4月9日早饭后,我向张大伯及二姐告别,永川送我出村,我径直回家。
  5月3日早晨醒来,想到1928年的今天,国民党新军阀在英美帝国主义支持下,北上攻打奉系军阀张作霖。日本帝国主义企图阻止英美势力向北发展,制造了“五三”惨案,杀我中国军民五千多人及外交特派员蔡公时。蔡面对日寇割耳剜鼻的暴行,凛烈不屈,其成仁取义的精神充溢于中华民族的浩然正气之中,激励着我国人民抵御外侮的斗争。时间过去十年,日寇亡我之心更大,而我国的抗战事业又如此波折横生……我越想越是愤懑仰郁,再也躺不住了,便穿衣出门往田野走去。东风徐来,旭日初升,麦浪翻滚,春苗青青:好一幅优美宁静的图画,战乱中这暂得和平的一隅更显得可贵可爱。
  吃过早饭,正在阅读河上肇的《经济学大纲》,王承三来了。他见我在读经济学,即说这戎马倥偬之际还有心看这个。我说:“正是戎马匆忙才正要看点书,没有科学理论的指导,戎马匆忙就要成为‘聋马从盲’了。”说着便顺口打油:战罢归来鼓余勇,科学路上苦攀登;理论能穷千里目,智慧无限力无穷。”承三笑我的唐·吉诃德气。谈笑一番,他把话引到正题上来,说高占亭、乔树平听说我回家来了,托他来探望,并致意两人要和我谈谈。

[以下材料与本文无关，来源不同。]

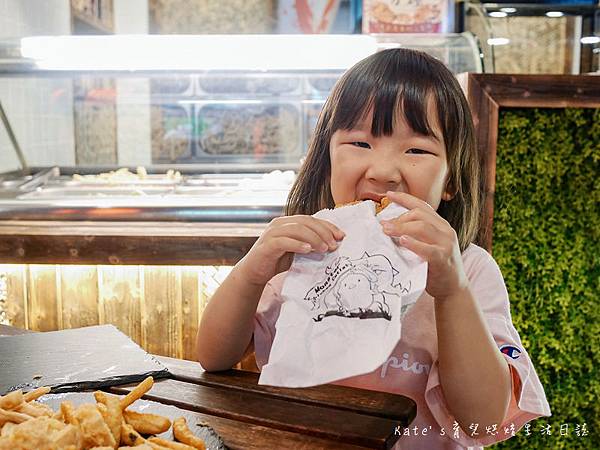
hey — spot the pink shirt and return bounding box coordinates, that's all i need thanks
[254,243,551,449]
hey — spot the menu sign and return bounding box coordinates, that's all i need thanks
[363,0,450,33]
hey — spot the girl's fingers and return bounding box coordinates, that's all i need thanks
[268,236,314,255]
[272,223,332,252]
[395,234,438,260]
[301,216,346,244]
[382,220,442,245]
[280,216,344,251]
[389,209,448,234]
[318,218,346,241]
[385,191,433,211]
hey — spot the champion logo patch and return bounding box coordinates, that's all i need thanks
[500,344,522,359]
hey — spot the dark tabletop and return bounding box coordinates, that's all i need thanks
[0,325,416,449]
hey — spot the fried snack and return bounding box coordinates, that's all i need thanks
[335,196,391,214]
[23,386,51,402]
[0,422,15,437]
[334,200,361,209]
[148,436,196,450]
[94,391,123,444]
[74,403,116,448]
[0,377,206,450]
[120,376,154,409]
[0,390,23,410]
[0,416,76,450]
[172,417,206,450]
[60,401,78,426]
[120,421,146,446]
[123,409,171,435]
[15,401,52,418]
[0,408,32,425]
[118,445,154,450]
[375,196,391,214]
[53,423,82,448]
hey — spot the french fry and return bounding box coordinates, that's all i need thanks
[0,390,23,410]
[148,436,196,450]
[60,401,78,426]
[94,391,122,444]
[0,378,206,449]
[120,377,154,410]
[0,422,15,437]
[23,386,50,402]
[123,409,171,435]
[172,417,206,450]
[0,407,32,425]
[120,421,146,446]
[15,401,52,418]
[118,446,154,450]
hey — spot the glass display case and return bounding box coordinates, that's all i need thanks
[463,1,599,74]
[0,33,482,223]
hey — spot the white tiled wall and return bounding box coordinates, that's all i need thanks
[0,0,75,172]
[0,0,155,172]
[114,0,152,166]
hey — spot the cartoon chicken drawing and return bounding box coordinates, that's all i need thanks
[305,252,410,322]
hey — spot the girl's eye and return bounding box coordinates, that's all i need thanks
[407,148,430,155]
[351,142,371,149]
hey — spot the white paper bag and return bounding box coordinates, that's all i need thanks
[258,200,428,387]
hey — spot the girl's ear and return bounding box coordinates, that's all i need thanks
[442,177,457,201]
[442,190,455,201]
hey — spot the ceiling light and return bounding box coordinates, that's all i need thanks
[487,38,510,46]
[581,36,600,44]
[20,35,378,71]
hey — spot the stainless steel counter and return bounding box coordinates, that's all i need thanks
[0,166,293,222]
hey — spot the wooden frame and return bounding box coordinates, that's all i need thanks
[458,74,600,252]
[0,221,264,265]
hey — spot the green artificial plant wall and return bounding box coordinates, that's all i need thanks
[492,108,599,449]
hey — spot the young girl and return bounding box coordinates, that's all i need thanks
[197,48,551,448]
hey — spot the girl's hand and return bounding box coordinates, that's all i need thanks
[237,215,345,287]
[380,191,468,301]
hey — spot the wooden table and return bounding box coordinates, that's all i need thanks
[0,325,416,449]
[110,356,415,449]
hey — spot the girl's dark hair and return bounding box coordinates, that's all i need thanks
[285,48,483,252]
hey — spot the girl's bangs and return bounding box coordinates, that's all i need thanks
[328,57,438,139]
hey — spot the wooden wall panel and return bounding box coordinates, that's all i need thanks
[142,267,183,359]
[181,268,200,361]
[27,265,59,331]
[4,265,27,329]
[98,266,142,346]
[8,264,233,360]
[59,265,99,329]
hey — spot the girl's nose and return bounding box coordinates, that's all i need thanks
[364,154,402,186]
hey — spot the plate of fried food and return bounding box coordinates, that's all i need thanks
[0,376,227,450]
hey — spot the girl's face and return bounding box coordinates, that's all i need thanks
[329,104,452,210]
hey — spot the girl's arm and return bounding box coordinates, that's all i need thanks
[196,260,267,371]
[380,191,511,431]
[196,216,345,371]
[435,286,511,432]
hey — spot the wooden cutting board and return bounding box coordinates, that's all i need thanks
[0,324,169,395]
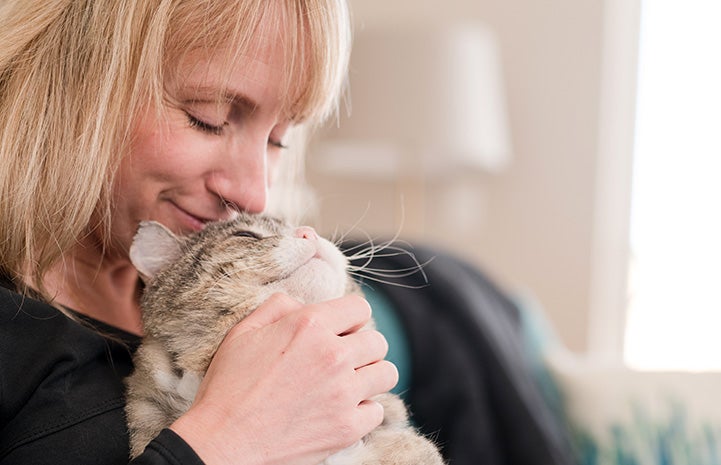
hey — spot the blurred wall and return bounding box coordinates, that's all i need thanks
[306,0,607,353]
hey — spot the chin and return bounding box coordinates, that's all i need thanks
[273,259,348,304]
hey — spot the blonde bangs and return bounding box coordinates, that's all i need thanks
[277,0,351,125]
[164,0,351,126]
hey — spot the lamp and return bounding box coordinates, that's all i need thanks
[312,21,512,179]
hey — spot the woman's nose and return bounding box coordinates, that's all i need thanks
[294,226,319,240]
[209,140,269,214]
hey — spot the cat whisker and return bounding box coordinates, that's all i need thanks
[340,238,377,255]
[345,238,417,259]
[349,258,433,278]
[347,265,429,277]
[347,271,429,290]
[350,270,425,280]
[329,202,374,246]
[346,246,418,262]
[347,244,432,286]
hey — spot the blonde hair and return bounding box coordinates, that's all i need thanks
[0,0,351,297]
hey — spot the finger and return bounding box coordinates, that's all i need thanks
[308,294,372,336]
[354,398,385,433]
[234,293,303,333]
[355,360,399,400]
[341,329,389,369]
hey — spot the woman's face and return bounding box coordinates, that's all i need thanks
[112,38,293,252]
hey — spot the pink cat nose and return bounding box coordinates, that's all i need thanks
[295,226,319,240]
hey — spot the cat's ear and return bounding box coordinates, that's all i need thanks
[129,221,184,282]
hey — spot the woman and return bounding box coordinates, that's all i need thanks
[0,1,398,464]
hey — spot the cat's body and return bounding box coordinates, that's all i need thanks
[124,213,444,464]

我自忖:这伙人既不敢明目张胆地投敌,又不想脚踏实地的抗战,只是打着抗日的招牌,暗通敌伪,割据一方当土皇帝,我当然不能和他们搅在一起。但觉得还是和他们保持一定的联系为好,一来可在抗战中争取他们的中立甚至有限的帮助,二来使他们不致危害我的家庭。想罢便说:“我正要去拜谒哩,故人之念彼此一样啊!”叙谈中承三又告诉我一个消息:春节后,八旅的营长李发奎投降了日寇,被封为什么济商治安联合指挥部总指挥,便为虎作伥,到处要人马抢钱。他和高占亭结过盟,二月间数次来向高逼索。高惧其有日军撑腰,先是虚与委蛇,后即与部下乔树平、王云峰等密商一计,请李来点收逼索物,于‘鸿门宴’上将其击毙,缴了其随员的枪械。济阳的日军闻讯后,开着汽车来白桥,把王云峰痛打一顿后,为拉拢高部也就施行“怀柔”之术,将王释放。

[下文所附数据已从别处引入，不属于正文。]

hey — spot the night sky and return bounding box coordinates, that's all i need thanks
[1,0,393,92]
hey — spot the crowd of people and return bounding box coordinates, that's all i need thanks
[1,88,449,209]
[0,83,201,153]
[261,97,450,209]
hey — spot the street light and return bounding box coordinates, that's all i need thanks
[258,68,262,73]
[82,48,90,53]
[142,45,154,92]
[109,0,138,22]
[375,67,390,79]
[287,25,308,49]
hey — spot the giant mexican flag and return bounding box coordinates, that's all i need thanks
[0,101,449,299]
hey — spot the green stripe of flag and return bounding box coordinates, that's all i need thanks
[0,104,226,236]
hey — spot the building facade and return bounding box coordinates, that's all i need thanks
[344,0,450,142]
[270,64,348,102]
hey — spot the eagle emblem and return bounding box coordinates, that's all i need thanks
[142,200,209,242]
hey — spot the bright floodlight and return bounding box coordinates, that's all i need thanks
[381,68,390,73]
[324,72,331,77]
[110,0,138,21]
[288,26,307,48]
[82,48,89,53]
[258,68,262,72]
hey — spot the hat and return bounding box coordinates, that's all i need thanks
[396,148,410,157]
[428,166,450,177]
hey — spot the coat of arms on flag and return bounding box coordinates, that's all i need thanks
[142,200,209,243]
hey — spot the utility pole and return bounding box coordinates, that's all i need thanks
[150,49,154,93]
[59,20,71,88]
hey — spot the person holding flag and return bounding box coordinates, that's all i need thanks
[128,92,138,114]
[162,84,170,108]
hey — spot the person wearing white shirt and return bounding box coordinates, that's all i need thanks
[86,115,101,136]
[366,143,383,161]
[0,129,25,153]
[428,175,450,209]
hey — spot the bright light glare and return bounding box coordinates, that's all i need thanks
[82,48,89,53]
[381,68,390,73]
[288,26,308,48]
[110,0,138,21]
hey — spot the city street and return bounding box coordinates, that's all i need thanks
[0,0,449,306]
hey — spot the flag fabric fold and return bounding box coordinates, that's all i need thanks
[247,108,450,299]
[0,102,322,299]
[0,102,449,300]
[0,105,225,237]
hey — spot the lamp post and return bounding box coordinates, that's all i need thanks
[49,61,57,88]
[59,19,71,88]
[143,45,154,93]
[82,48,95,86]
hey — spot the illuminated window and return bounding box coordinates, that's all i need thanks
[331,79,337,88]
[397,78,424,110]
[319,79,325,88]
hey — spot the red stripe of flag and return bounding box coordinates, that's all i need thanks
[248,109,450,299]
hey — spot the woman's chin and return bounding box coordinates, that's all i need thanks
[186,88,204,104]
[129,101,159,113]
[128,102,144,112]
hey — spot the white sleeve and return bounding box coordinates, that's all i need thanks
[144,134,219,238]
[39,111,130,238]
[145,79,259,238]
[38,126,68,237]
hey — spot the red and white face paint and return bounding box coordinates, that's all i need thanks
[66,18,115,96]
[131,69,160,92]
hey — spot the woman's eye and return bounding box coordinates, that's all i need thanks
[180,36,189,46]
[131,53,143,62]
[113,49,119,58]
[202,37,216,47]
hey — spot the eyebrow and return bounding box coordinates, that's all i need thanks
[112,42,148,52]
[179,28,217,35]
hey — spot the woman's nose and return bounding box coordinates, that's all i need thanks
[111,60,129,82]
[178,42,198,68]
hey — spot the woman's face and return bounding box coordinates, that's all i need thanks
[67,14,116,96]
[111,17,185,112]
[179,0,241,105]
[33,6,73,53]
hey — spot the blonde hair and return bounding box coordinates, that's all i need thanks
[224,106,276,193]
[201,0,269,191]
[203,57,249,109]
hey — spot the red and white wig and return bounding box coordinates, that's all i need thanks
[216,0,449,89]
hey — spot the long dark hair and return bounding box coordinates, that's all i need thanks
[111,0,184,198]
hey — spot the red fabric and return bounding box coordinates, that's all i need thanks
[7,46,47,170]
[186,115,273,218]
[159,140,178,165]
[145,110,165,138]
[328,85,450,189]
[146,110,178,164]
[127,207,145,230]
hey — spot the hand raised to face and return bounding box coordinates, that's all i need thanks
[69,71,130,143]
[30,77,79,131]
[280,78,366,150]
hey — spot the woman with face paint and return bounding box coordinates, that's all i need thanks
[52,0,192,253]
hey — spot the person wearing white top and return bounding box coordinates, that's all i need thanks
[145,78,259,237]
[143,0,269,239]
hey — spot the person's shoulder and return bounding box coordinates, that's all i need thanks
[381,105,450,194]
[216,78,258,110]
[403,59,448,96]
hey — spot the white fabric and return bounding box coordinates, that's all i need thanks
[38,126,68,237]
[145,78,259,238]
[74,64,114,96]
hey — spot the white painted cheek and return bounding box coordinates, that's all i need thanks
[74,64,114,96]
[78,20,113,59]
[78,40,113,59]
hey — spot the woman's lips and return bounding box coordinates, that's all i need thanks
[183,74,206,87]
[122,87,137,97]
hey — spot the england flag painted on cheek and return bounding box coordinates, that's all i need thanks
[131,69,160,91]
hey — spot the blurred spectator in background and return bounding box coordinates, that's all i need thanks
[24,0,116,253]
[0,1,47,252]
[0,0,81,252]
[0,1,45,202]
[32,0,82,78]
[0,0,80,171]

  午后,承三骑车载我去索家庄见高、乔。承三进门就喊:“树平!我给你带了尊大炮来。”乔在室内即高声说:“好哇!炮兄弟来了吗?”说着迎出院来,高占亭、潘子元也跟了出来。走进室内,见桌上摆着酒鱼肉莱;南首床上摆着鸦片烟具,点着灯。高等陪我喝酒,乔、潘先去吸烟了。高先奉称我一番,然后就说秀才不能从戎之理。我当即以先贤关、岳等谙熟经史,通晓大义,了悟生死荣辱,终能成仁取义,殊非那些好勇斗狠的粗野匹失可比的事例予以驳斥。这时乔、潘已吸过鸦片过来。乔坐下来举杯一饮而尽说:“有句古语道:‘怀其宝而迷其帮,可为人诈乎’?”有人听了低头微笑,与潘耳语。我迟疑了一下说:“噢!这是说到我身上来了吧?请放尊心,直到目前我还是暂一师的人员,孟昭进师长没有派系、地域之见,更无觊觎他人藩篱之意。地方上有诸位老兄卫国安民,我们更不能‘怀宝、迷帮’。我此次回家打算休息几天,便动身归队,别无他念。”承三插口转移话题说:“既然抗战不分派系、地域,又何必这样拘泥呢?”我说:“这些原则绝不能替无组织、无纪律、不顾大局的营混子辩护!”他们见我态度决绝,都默然无语。乔为了缓和气氛,笑着说:“既然谦光志在四方,我们绝无强留之理。但愿‘将军百奏凯,壮士十年归’,今天我们尽情一醉!”说罢举杯一饮而尽,我也陪同干了一杯。酒饭用过,我便告辞,乘着月色回家。
  5月20日下午郭继树来了,我惊问他为何回来。他说:“敌乘我军初到大营立足未稳,对我发动了大规模进攻。我军被冲的七零八落。王德五、张月明战死,我和伦全与部队失却联系,只好化装返里……。”我听说王、张为国捐躯,极为悲哀,立即写信把冀南情况告知永川,业邀他动身归队。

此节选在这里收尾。